Vector Databases - A List
Vector Databases are all the rage as useful for LLM/GenAI. Figured I’d publish a list that some of my friends have been building of the Vector Database options. Exceptional resource here as well. Great description by Andy Pavlo from OtterTune at post here that emphasizes how existing DBs are rapidly implementing capabilities that one would expect from a built for purpose vector database.
If you have adds/removes/changes — don’t hesitate to add in comments.
Faiss — (https://faiss.ai/#)
Faiss is a library for efficient similarity search and clustering of dense vectors. It contains algorithms that search in sets of vectors of any size, up to ones that possibly do not fit in RAM. It also contains supporting code for evaluation and parameter tuning.Faiss is written in C++ with complete wrappers for Python. Some of the most useful algorithms are implemented on the GPU. It is developed by Facebook AI Research.
Milvus — (https://milvus.io/)
Milvus was created in 2019 with a singular goal: store, index, and manage massive embedding vectors generated by deep neural networks and other machine learning (ML) models.
As a database specifically designed to handle queries over input vectors, it is capable of indexing vectors on a trillion scale. Unlike existing relational databases which mainly deal with structured data following a pre-defined pattern, Milvus is designed from the bottom-up to handle embedding vectors converted from unstructured data.
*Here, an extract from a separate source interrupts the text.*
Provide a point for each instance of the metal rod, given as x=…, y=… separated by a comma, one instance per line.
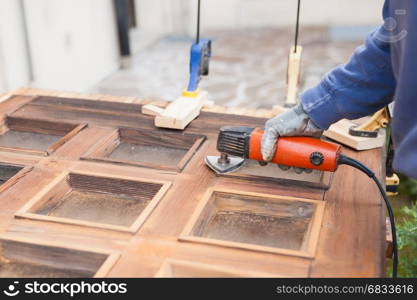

As the Internet grew and evolved, unstructured data became more and more common, including emails, papers, IoT sensor data, Facebook photos, protein structures, and much more. In order for computers to understand and process unstructured data, these are converted into vectors using embedding techniques. Milvus stores and indexes these vectors. Milvus is able to analyze the correlation between two vectors by calculating their similarity distance. If the two embedding vectors are very similar, it means that the original data sources are similar as well.
Weaviate — (https://weaviate.io/)
Weaviate is an open-source vector database. It allows you to store data objects and vector embeddings from your favorite ML-models, and scale seamlessly into billions of data objects.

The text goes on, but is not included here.